A sua voz exprime, até nas estrofes mais sequiosas de literatura, uma dominância oralista, como se talhar rimas (ou a sua ausência), metros, figuras de estilo, também estas sem extensão ou aventura, fosse afinal um modo de estar com os outros ao rés do ocasional e, não raro, junto a uma transcendência que se reconhece e assume. Em redor, a terra, os cheiros, os usos e rotinas, ancestrais e presentes, a natureza, as evidências do bem – o pão e o gesto que o reparte, o lugar da casa, uma casa que é reduto do amor familiar e se quer aberta a quem vier de entre aqueles que o prolongam.

Neste acervo se reafirma uma personalidade, um trajecto a que não faltaram coerência e pertinácia, o desejo de experimentar incisões e sons outros no pentagrama que lhe é inato. E não recorro por acaso a ingredientes discursivos que reenviam para a música, uma das dilecções de José Fernandes da Silva. Ela é, a par da lhaneza das pulsões sensíveis e da generosidade original, um veio de quanto idealiza e consuma. Para comprazimento dos seus leitores, decerto agraciados com este seu regresso à edição.


José Manuel Mendes




Ares de Sobreposta - José Manuel Mendes

São páginas de memória em curso livre, percorrendo lugares e momentos a que os textos conferem o sentido da distância e do presente, uma doação aos leitores - os íntimos, desde logo.
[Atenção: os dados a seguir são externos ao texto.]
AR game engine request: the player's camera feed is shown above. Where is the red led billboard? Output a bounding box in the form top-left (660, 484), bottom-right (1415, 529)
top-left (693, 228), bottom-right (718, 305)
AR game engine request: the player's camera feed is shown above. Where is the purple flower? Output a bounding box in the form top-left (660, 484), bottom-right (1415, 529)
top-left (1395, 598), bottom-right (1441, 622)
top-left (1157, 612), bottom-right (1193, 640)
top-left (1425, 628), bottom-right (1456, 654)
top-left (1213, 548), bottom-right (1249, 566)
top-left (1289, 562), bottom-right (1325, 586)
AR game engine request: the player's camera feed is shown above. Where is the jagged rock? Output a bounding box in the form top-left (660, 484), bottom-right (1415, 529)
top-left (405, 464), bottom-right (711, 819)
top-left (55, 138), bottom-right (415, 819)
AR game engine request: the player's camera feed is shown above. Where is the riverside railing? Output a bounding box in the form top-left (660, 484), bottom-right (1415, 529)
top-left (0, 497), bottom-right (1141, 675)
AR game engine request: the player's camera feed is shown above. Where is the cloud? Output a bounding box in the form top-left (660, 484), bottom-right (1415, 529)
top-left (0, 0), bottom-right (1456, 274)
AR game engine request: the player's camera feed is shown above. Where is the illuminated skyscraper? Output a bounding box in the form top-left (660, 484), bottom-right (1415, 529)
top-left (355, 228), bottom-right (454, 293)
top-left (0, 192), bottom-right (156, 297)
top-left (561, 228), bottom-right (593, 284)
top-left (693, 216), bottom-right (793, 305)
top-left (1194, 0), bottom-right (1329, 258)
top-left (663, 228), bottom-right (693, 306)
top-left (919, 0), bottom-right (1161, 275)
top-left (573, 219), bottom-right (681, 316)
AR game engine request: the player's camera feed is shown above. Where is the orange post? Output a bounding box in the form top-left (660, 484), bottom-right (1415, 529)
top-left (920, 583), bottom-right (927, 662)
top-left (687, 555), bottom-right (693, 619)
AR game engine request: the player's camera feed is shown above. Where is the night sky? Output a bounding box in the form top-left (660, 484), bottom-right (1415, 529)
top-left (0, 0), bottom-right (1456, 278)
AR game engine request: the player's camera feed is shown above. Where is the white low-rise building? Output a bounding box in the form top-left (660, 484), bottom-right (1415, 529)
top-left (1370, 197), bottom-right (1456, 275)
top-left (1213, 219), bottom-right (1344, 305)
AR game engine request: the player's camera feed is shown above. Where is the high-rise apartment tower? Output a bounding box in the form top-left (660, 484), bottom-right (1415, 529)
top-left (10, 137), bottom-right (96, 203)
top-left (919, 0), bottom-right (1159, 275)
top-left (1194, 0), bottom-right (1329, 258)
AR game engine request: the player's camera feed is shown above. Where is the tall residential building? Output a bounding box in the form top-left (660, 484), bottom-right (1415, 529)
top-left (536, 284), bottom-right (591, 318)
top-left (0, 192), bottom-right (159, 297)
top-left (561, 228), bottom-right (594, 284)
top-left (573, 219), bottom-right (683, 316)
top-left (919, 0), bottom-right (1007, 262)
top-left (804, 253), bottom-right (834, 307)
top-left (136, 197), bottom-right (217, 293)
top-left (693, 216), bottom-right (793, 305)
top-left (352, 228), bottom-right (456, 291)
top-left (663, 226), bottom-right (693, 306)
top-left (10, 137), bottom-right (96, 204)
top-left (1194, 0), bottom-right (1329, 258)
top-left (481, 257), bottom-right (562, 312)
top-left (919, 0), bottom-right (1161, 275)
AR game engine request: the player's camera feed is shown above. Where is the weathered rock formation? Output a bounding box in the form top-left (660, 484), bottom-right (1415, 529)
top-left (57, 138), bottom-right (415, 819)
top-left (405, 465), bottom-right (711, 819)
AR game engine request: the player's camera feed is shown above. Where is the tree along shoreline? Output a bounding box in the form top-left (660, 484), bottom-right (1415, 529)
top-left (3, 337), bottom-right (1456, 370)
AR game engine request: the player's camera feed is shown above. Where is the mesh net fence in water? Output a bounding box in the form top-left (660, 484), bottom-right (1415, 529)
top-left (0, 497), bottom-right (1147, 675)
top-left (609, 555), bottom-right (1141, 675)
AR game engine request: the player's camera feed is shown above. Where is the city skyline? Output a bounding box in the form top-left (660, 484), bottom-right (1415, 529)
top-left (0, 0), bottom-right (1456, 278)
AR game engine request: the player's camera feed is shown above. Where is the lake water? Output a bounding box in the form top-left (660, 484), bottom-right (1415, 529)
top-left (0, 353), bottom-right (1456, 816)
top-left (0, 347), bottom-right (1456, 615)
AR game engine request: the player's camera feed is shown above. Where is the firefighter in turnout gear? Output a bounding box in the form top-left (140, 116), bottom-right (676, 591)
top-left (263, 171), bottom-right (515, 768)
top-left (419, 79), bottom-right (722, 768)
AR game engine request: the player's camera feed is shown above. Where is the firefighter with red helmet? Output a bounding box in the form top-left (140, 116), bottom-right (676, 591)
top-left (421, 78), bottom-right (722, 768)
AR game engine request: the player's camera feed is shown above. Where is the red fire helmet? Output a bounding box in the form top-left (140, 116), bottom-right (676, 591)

José Fernandes da Silva, através de fragmentos que (a final) restituem um universo de vivências, escreve o passado com os instrumentos que mais elege: simpleza e coloquialidade, emoções, afectos, retratos de quem teve e mantém a seu lado no desenho dos anos, atmosferas de esplendor ou névoa, gosto pela autenticidade do narrado. Por isso, de algum modo, tece uma outra monografia da comunidade que o viu nascer e assim saúda.

Ares de Sobreposta é um livro generoso. Como os que integram todo um acervo autoral cujos apelos e vozes há muito se nos tornaram fraternos.


José Manuel Mendes




Bornal de Narrativas

Do gracioso e vasto florilégio em que se constitui a obra literária de José Fernandes da Silva, tanto em prosa como em verso, e musical, já trazida a lume, vem agora à luz pública, este saboroso “Bornal de Narrativas”, que é repositório de funda humanidade. Em cada tipo desenhado plantou o A. inimitável figural de cada um de nós. Pedra de fecho mas simultaneamente augural, em cada conto se abre e renasce a vastíssima infinitude do nosso pequeno mundo, tributário de uma ordem suprema que nos incita e concita.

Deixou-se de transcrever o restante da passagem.